9.6 Mathematics of the SVC

  • The SVC classifies a test observation based on which side of the hyperplane it lies.

\[\text{max}_{\beta_{0}...\beta_{p}, \epsilon_{1}...\epsilon_{n}, M} \space M\] \[\text{subject to } \sum_{j=1}^{p}\beta_{j}^2 = 1\] \[y_{i}(\beta_{0} + \beta_{1}X_{i1} + \beta_{2}X_{i2} ... + \beta_{p}X_{ip}) \geq M(1 - \epsilon_{i})\] \[\epsilon_{i} \geq 0, \quad \sum_{i=1}^{n}\epsilon_{i} \leq C\]
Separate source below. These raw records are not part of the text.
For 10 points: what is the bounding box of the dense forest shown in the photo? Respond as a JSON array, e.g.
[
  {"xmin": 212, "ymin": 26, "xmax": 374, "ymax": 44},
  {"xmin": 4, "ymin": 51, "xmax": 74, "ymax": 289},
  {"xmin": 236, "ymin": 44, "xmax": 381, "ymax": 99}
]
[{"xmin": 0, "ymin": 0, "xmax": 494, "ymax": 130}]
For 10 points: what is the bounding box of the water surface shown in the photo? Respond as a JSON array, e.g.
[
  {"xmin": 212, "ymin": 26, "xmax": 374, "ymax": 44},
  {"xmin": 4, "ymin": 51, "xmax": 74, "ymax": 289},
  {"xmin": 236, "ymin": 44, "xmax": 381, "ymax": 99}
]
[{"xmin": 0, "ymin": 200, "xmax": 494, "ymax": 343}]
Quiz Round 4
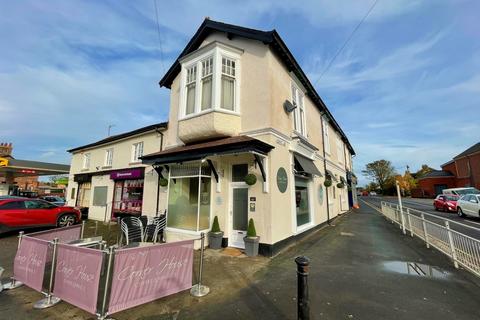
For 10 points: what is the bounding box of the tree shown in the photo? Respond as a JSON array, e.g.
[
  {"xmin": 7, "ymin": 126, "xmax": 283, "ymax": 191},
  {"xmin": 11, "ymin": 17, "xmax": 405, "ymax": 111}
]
[{"xmin": 362, "ymin": 159, "xmax": 395, "ymax": 191}]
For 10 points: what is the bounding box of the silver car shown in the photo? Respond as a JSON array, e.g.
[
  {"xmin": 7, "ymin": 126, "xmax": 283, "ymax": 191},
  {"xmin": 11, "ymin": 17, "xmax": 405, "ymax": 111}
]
[{"xmin": 457, "ymin": 194, "xmax": 480, "ymax": 217}]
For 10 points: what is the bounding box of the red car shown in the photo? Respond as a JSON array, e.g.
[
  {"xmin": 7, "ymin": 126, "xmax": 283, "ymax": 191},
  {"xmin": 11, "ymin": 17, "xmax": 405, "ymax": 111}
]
[
  {"xmin": 433, "ymin": 194, "xmax": 459, "ymax": 212},
  {"xmin": 0, "ymin": 197, "xmax": 81, "ymax": 233}
]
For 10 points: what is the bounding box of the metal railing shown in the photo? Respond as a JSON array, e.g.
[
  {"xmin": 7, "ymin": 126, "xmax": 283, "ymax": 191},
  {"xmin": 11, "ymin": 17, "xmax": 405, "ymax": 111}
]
[{"xmin": 381, "ymin": 201, "xmax": 480, "ymax": 277}]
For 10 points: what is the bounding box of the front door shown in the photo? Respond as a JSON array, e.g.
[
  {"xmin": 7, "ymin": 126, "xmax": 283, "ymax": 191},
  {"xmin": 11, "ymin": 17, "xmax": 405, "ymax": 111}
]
[{"xmin": 228, "ymin": 186, "xmax": 248, "ymax": 249}]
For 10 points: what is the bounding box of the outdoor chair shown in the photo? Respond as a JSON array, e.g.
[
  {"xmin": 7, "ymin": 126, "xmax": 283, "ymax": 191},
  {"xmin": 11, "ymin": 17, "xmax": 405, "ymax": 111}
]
[
  {"xmin": 144, "ymin": 214, "xmax": 167, "ymax": 243},
  {"xmin": 120, "ymin": 217, "xmax": 144, "ymax": 245}
]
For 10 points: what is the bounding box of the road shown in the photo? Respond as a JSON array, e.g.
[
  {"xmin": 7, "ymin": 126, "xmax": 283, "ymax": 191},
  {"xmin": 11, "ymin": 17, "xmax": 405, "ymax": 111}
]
[{"xmin": 359, "ymin": 196, "xmax": 480, "ymax": 240}]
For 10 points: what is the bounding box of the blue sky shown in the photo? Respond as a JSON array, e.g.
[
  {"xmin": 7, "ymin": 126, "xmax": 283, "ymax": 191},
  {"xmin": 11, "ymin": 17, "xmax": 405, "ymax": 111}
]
[{"xmin": 0, "ymin": 0, "xmax": 480, "ymax": 184}]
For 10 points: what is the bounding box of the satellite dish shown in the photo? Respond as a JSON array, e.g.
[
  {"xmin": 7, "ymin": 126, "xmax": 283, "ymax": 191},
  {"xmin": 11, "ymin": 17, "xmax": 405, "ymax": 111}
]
[{"xmin": 283, "ymin": 100, "xmax": 297, "ymax": 113}]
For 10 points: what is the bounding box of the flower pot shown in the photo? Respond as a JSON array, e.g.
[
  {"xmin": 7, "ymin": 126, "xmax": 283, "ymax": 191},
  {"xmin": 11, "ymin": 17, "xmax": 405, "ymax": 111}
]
[
  {"xmin": 243, "ymin": 237, "xmax": 260, "ymax": 257},
  {"xmin": 208, "ymin": 231, "xmax": 223, "ymax": 249}
]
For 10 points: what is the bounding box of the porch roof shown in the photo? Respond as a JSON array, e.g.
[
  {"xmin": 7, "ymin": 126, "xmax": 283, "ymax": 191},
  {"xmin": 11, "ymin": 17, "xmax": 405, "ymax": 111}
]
[{"xmin": 141, "ymin": 136, "xmax": 274, "ymax": 165}]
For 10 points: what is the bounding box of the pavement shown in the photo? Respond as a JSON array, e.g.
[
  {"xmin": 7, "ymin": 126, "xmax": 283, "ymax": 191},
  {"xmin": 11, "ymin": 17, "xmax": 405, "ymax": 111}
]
[{"xmin": 0, "ymin": 205, "xmax": 480, "ymax": 320}]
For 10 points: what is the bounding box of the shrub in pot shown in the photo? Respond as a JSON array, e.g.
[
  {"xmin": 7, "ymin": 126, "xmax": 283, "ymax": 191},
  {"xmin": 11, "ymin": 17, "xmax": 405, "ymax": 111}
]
[
  {"xmin": 243, "ymin": 218, "xmax": 260, "ymax": 257},
  {"xmin": 208, "ymin": 216, "xmax": 223, "ymax": 249},
  {"xmin": 245, "ymin": 173, "xmax": 257, "ymax": 186}
]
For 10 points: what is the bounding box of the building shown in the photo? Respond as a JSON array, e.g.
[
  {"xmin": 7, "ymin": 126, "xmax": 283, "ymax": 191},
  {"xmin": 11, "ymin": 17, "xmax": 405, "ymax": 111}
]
[
  {"xmin": 418, "ymin": 142, "xmax": 480, "ymax": 197},
  {"xmin": 65, "ymin": 19, "xmax": 356, "ymax": 256},
  {"xmin": 0, "ymin": 142, "xmax": 70, "ymax": 196},
  {"xmin": 67, "ymin": 122, "xmax": 167, "ymax": 221}
]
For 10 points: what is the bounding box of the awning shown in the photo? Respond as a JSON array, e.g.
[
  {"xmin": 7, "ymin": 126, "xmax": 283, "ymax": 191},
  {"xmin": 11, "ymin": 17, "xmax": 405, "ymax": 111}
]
[
  {"xmin": 141, "ymin": 136, "xmax": 274, "ymax": 165},
  {"xmin": 325, "ymin": 169, "xmax": 338, "ymax": 182},
  {"xmin": 293, "ymin": 153, "xmax": 323, "ymax": 177}
]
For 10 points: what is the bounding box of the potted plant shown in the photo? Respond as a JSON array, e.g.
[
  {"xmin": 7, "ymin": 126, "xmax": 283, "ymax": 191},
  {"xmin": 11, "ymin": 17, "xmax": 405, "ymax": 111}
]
[
  {"xmin": 245, "ymin": 173, "xmax": 257, "ymax": 186},
  {"xmin": 243, "ymin": 218, "xmax": 260, "ymax": 257},
  {"xmin": 208, "ymin": 216, "xmax": 223, "ymax": 249}
]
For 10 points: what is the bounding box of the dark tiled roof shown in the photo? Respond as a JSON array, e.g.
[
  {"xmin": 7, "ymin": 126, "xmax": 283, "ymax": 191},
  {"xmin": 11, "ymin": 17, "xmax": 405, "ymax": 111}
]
[
  {"xmin": 141, "ymin": 136, "xmax": 274, "ymax": 164},
  {"xmin": 160, "ymin": 19, "xmax": 355, "ymax": 155},
  {"xmin": 67, "ymin": 122, "xmax": 168, "ymax": 152},
  {"xmin": 419, "ymin": 170, "xmax": 455, "ymax": 180},
  {"xmin": 453, "ymin": 142, "xmax": 480, "ymax": 160}
]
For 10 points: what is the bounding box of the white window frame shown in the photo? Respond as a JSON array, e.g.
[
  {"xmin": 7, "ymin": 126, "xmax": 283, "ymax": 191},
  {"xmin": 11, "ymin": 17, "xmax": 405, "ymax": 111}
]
[
  {"xmin": 132, "ymin": 141, "xmax": 144, "ymax": 162},
  {"xmin": 104, "ymin": 148, "xmax": 113, "ymax": 167},
  {"xmin": 291, "ymin": 81, "xmax": 307, "ymax": 138},
  {"xmin": 82, "ymin": 152, "xmax": 92, "ymax": 169},
  {"xmin": 322, "ymin": 118, "xmax": 330, "ymax": 154},
  {"xmin": 178, "ymin": 42, "xmax": 243, "ymax": 120}
]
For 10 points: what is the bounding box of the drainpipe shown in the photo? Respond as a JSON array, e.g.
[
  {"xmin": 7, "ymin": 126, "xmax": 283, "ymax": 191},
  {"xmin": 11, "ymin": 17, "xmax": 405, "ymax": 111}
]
[
  {"xmin": 155, "ymin": 128, "xmax": 167, "ymax": 216},
  {"xmin": 320, "ymin": 112, "xmax": 330, "ymax": 225}
]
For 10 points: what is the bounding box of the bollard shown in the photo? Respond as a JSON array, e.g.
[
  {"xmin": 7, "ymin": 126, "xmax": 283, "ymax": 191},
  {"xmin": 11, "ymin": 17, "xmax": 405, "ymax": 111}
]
[
  {"xmin": 33, "ymin": 238, "xmax": 61, "ymax": 309},
  {"xmin": 295, "ymin": 256, "xmax": 310, "ymax": 320},
  {"xmin": 2, "ymin": 231, "xmax": 24, "ymax": 290},
  {"xmin": 190, "ymin": 232, "xmax": 210, "ymax": 297}
]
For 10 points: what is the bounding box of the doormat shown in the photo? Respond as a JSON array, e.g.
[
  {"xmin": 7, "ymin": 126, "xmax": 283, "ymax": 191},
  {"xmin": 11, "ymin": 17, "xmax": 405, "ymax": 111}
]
[{"xmin": 222, "ymin": 247, "xmax": 243, "ymax": 257}]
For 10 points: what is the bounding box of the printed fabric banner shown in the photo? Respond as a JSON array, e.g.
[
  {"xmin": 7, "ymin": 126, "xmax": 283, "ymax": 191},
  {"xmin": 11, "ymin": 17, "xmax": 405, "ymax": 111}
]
[
  {"xmin": 108, "ymin": 240, "xmax": 193, "ymax": 314},
  {"xmin": 29, "ymin": 224, "xmax": 82, "ymax": 242},
  {"xmin": 13, "ymin": 236, "xmax": 48, "ymax": 291},
  {"xmin": 53, "ymin": 244, "xmax": 103, "ymax": 314}
]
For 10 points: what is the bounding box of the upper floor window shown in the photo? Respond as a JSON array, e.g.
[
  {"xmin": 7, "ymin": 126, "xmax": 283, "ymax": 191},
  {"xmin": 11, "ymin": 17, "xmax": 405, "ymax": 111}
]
[
  {"xmin": 83, "ymin": 153, "xmax": 90, "ymax": 169},
  {"xmin": 221, "ymin": 57, "xmax": 235, "ymax": 111},
  {"xmin": 292, "ymin": 83, "xmax": 307, "ymax": 137},
  {"xmin": 322, "ymin": 119, "xmax": 330, "ymax": 154},
  {"xmin": 105, "ymin": 148, "xmax": 113, "ymax": 167},
  {"xmin": 179, "ymin": 42, "xmax": 242, "ymax": 119},
  {"xmin": 132, "ymin": 142, "xmax": 143, "ymax": 162}
]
  • \(C\) is a nonnegative tuning parameter, typically chosen through cross-validation, and can be thought of as the budget for margin violation by the observations.

  • The \(\epsilon_{i}\) are slack variables that allow individual observations to be on the wrong side of the margin or hyperplane. The \(\epsilon_{i}\) indicates where the \(i^{\text{th}}\) observation is located with regards to the margin and hyperplane.
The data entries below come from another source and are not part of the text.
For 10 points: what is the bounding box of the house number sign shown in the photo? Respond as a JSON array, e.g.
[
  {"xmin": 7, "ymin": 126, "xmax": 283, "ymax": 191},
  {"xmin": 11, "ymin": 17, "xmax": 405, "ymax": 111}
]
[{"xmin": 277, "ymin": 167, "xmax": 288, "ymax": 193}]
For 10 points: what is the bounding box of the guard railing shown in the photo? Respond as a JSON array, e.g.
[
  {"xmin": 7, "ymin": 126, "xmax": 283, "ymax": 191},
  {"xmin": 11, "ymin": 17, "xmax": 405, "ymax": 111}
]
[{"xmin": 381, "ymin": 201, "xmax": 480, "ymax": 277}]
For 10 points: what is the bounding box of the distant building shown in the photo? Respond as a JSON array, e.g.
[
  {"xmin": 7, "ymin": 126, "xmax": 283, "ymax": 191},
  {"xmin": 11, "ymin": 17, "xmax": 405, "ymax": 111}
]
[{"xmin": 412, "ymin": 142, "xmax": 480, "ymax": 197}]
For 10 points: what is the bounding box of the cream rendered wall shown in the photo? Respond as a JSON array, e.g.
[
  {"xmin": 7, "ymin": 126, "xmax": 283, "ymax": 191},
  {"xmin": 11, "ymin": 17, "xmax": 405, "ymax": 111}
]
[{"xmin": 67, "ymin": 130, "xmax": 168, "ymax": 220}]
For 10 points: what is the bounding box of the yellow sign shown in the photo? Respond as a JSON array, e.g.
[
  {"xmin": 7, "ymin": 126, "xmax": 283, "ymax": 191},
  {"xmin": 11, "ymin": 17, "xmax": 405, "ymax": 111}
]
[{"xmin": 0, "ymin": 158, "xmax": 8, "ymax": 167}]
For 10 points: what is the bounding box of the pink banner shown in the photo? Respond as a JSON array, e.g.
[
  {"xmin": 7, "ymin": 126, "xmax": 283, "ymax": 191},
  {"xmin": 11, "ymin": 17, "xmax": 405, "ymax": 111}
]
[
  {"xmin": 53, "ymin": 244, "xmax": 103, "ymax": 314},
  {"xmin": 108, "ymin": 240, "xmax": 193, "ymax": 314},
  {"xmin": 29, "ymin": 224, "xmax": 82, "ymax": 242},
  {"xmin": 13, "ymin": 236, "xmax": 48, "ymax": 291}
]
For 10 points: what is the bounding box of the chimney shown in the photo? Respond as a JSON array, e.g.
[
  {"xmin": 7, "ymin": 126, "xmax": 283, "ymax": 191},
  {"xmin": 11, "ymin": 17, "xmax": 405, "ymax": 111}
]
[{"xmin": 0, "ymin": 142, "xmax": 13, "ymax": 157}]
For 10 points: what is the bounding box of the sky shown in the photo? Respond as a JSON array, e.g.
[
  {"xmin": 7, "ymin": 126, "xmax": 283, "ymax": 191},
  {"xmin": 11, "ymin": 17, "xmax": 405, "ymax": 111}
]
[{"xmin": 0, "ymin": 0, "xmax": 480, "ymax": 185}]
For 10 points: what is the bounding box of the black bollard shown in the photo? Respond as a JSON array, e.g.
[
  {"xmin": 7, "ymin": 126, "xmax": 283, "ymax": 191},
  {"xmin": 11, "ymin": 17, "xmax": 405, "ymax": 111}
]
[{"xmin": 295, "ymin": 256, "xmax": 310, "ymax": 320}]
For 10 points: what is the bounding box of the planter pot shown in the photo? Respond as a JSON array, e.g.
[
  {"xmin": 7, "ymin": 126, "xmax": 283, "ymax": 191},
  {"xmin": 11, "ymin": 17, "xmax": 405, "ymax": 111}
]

    • If \(\epsilon_{i} = 0\), the observation is on the correct side of the margin.
    • If \(\epsilon_{i} > 0\), the observation is on the wrong side of margin
    • If \(\epsilon_{i} > 1\), the observation is on the wrong side of the hyperplane.
  • Since \(C\) constrains the sum of the \(\epsilon_{i}\), it determines the number and magnitude of violations to the margin. If \(C=0\), there is no margin for violation, thus all the \(\epsilon_{1},...,\epsilon_{n} = 0\).

  • Note that if \(C>0\), no more than \(C\) observations can be on wrong side of hyperplane, since in these cases \(\epsilon_{i} > 1\).